Water oxidation by Ni(ii) amido-quinoline complexes

Abstract

Ni(II) amido-quinoline complexes (NiL1, NiL2, NiL3) efficiently catalyze electrochemical water oxidation to O₂ in a non-aqueous medium, with water as the limiting reagent. Field emission scanning electron microscopy (FE-SEM) and energy-dispersive X-ray spectroscopy (EDX) revealed no deposition of a NiO_x film on the electrode, confirming the role of Ni(II) amido-quinoline complexes as true molecular electrocatalysts. Spectroelectrochemical studies revealed Ni(III) formation at the reaction onset. The redox-active amido-quinoline ligand participates in the oxidation, preventing the Ni(III) center from accessing higher oxidation states.

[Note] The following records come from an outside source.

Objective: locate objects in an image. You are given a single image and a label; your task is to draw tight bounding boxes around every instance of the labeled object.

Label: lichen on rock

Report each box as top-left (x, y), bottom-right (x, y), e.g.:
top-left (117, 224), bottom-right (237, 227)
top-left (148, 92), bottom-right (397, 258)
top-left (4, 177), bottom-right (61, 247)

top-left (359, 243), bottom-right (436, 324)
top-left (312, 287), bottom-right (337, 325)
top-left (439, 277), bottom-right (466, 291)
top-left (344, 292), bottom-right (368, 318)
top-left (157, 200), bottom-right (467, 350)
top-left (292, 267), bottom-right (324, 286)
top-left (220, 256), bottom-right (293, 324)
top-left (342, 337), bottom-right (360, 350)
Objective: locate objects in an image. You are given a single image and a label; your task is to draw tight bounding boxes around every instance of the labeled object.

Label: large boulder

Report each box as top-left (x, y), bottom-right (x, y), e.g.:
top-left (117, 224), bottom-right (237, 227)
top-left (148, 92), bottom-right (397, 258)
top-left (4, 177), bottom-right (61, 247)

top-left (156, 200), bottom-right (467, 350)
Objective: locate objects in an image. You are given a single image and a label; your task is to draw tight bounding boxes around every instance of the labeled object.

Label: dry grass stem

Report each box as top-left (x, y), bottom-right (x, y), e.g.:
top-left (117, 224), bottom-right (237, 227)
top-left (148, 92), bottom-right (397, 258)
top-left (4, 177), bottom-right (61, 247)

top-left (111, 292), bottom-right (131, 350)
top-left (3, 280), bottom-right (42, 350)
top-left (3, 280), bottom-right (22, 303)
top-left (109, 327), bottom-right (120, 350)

From scan rate-dependent studies, rate constants (k₀) were found to be 1.42 M⁻¹ s⁻¹, 1.05 M⁻¹ s⁻¹, and 1.99 M⁻¹ s⁻¹ for NiL1, NiL2, and NiL3, respectively. DFT calculations revealed that the coupling of Ni–O˙ and the adsorbed OH intermediate prefers the formation of a peroxy (NiL-OOH) intermediate over the electrochemical oxidation of Ni–O˙ with a water molecule involving a proton-coupled electron transfer step. The charge density analysis suggested that the phenyl group in the NiL3 complex reduces the electron density at the active metal centre and enhances the reactivity compared to the other complexes. Spin density analysis showed increased electron density at the O center of NiL(O˙)OH, reducing the energy barrier for NiL-OOH formation on the NiL3 complex.